On January 25, 2021, just weeks after Congress directed the Federal Trade Commission (FTC) to scrutinize the healthcare industry for anti-competitive activity, the FTC filed a meticulously detailed complaint against Endo Pharamceuticals, Inc. and Impax Laboratories, LLC in the District Court for the District of Columbia, alleging that the defendants obtained an unlawful monopoly on the opioid drug oxymorphone ER.
Oxymorphone ER—branded Opana ER by Endo—is an extended-release opioid used to treat moderate to severe pain. According to the FTC’s complaint, Endo developed and released Opana ER a decade ago, and it quickly became one of Endo’s top sellers. Other drug companies, including Impax, soon attempted to release their own versions of the drug. For a while, there were at least three players in the market. That competition, the FTC claims, drove down the price of oxymorphone.
The complaint goes on to describe how Endo challenged competitors with a spate of patent infringement lawsuits, and how, following a complex series of court decisions and settlements, Endo and Impax were effectively the only sellers of oxymorphone ER left in the market. Critically, the complaint alleges, Impax’s remaining viability as a seller of this drug was due to an early settlement of a patent dispute between Endo and Impax that gave Impax licenses under Endo’s then-existing Opana ER patents, and under any future patents Endo might obtain pertaining to Opana ER.

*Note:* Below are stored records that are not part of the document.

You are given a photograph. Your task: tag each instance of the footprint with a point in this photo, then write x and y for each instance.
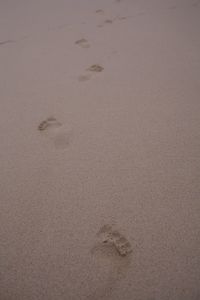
(109, 235)
(55, 131)
(83, 43)
(172, 7)
(95, 68)
(84, 77)
(108, 21)
(7, 42)
(113, 253)
(99, 11)
(49, 122)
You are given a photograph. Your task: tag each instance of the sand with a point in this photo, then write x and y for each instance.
(100, 128)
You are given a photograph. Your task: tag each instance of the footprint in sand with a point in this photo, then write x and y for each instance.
(95, 68)
(99, 11)
(83, 43)
(55, 131)
(111, 236)
(92, 69)
(113, 253)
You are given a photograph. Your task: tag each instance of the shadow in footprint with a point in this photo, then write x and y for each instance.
(95, 68)
(83, 43)
(55, 131)
(114, 250)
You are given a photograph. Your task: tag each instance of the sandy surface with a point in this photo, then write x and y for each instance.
(120, 82)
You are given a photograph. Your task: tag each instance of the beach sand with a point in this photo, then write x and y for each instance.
(100, 150)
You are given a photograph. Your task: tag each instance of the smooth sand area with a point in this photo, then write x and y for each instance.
(99, 150)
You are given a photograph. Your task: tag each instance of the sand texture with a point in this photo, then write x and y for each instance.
(100, 150)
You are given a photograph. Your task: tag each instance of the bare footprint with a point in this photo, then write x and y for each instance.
(95, 68)
(99, 11)
(7, 42)
(108, 21)
(55, 131)
(109, 235)
(83, 43)
(112, 251)
(84, 77)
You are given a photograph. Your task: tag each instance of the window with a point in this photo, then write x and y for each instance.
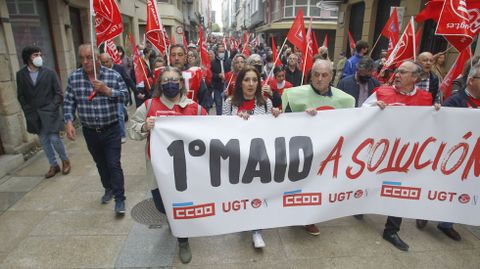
(22, 7)
(312, 8)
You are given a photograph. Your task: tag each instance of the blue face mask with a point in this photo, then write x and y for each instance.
(171, 89)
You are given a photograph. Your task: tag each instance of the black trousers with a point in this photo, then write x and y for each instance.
(157, 199)
(393, 225)
(105, 147)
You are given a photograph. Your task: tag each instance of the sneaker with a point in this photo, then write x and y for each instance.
(120, 207)
(107, 196)
(312, 229)
(184, 252)
(257, 240)
(52, 171)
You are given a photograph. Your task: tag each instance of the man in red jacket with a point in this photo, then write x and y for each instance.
(404, 92)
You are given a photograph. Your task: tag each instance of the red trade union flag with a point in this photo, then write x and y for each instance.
(325, 41)
(108, 21)
(405, 48)
(296, 35)
(139, 66)
(308, 61)
(185, 43)
(352, 42)
(314, 44)
(154, 31)
(455, 71)
(204, 57)
(111, 49)
(390, 30)
(275, 54)
(459, 22)
(430, 11)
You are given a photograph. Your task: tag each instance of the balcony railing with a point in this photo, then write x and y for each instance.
(317, 9)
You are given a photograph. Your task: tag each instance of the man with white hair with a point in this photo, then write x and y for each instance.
(99, 119)
(318, 95)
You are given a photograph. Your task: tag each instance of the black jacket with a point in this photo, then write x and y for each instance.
(349, 85)
(41, 103)
(217, 83)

The crux of the FTC’s complaint against Impax and Endo arose in 2017, when, the FTC alleges, the FDA requested that Endo voluntarily remove Reformulated Opana ER from the market. With thinly-veiled criticism for Endo’s concern for its bottom line, the FTC claims that Endo considered multiple strategies for replacing this revenue stream, ultimately deciding on what the FTC characterizes as an anti-competitive arrangement with Impax. Specifically, the complaint alleges that to settle a separate ongoing lawsuit, Endo and Impax agreed to share Impax’s profits on the sale of oxymorphone ER drug. The economic details of Endo and Impax’s agreement are redacted from the complaint.

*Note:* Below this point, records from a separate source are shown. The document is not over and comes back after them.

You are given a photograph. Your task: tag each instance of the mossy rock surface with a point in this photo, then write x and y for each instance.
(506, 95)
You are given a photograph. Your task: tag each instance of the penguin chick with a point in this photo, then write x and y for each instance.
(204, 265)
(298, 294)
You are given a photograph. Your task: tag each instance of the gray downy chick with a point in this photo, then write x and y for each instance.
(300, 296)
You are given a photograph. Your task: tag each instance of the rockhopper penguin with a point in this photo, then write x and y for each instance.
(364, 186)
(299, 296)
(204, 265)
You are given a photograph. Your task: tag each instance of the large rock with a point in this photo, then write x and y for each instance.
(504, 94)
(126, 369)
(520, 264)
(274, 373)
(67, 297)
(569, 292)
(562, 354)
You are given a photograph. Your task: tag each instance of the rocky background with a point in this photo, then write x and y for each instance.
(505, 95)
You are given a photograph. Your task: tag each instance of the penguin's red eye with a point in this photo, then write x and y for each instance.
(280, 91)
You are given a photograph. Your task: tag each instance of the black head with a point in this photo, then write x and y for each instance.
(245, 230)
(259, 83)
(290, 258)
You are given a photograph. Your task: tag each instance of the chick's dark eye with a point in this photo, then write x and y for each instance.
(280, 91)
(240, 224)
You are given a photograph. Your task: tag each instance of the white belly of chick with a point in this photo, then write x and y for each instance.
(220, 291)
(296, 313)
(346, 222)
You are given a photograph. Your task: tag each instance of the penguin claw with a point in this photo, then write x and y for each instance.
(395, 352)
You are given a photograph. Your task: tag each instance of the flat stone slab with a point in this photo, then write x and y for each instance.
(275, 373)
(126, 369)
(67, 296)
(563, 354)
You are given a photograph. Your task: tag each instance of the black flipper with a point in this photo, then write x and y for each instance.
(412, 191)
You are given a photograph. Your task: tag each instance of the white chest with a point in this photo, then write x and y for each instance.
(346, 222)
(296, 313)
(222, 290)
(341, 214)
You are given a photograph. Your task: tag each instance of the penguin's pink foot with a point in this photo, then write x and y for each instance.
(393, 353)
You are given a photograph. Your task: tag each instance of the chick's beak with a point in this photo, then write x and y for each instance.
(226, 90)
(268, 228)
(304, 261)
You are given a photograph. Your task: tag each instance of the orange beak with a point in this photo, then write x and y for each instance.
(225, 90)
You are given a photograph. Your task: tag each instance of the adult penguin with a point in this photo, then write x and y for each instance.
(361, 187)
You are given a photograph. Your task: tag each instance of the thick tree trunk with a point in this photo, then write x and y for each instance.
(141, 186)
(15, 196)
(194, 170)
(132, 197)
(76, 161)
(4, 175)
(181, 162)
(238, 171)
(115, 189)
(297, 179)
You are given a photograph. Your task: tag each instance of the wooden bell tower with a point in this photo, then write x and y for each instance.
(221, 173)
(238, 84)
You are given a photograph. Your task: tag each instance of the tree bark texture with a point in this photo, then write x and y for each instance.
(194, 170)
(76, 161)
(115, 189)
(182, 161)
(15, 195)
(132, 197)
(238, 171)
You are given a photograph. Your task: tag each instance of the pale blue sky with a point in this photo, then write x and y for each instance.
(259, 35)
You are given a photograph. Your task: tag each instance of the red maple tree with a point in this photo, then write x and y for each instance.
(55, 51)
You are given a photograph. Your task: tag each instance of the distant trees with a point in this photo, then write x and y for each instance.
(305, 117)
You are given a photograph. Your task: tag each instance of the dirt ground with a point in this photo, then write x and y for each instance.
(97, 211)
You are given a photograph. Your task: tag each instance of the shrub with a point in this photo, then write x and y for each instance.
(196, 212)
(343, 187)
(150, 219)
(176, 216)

This case is in the very earliest stage. The docket reflects that the complaint has not yet been served on the defendants. After service, the rules of procedure give defendants a period of twenty-one days to respond, although that period may be altered by agreement of the parties or order of the court. In a case of this complexity, a period of six to twelve months of discovery would not be unusual. We will continue to monitor the progress of this case.
It is remarkable, however, that the FTC has chosen to pursue Endo for allegedly anti-competitive activities when Endo holds multiple patents that—even according to the FTC’s complaint—federal courts have enforced. It will be interesting to see how patent law—which limits competition to incentivize innovation—stacks up against the pro-competition antitrust laws in this litigation.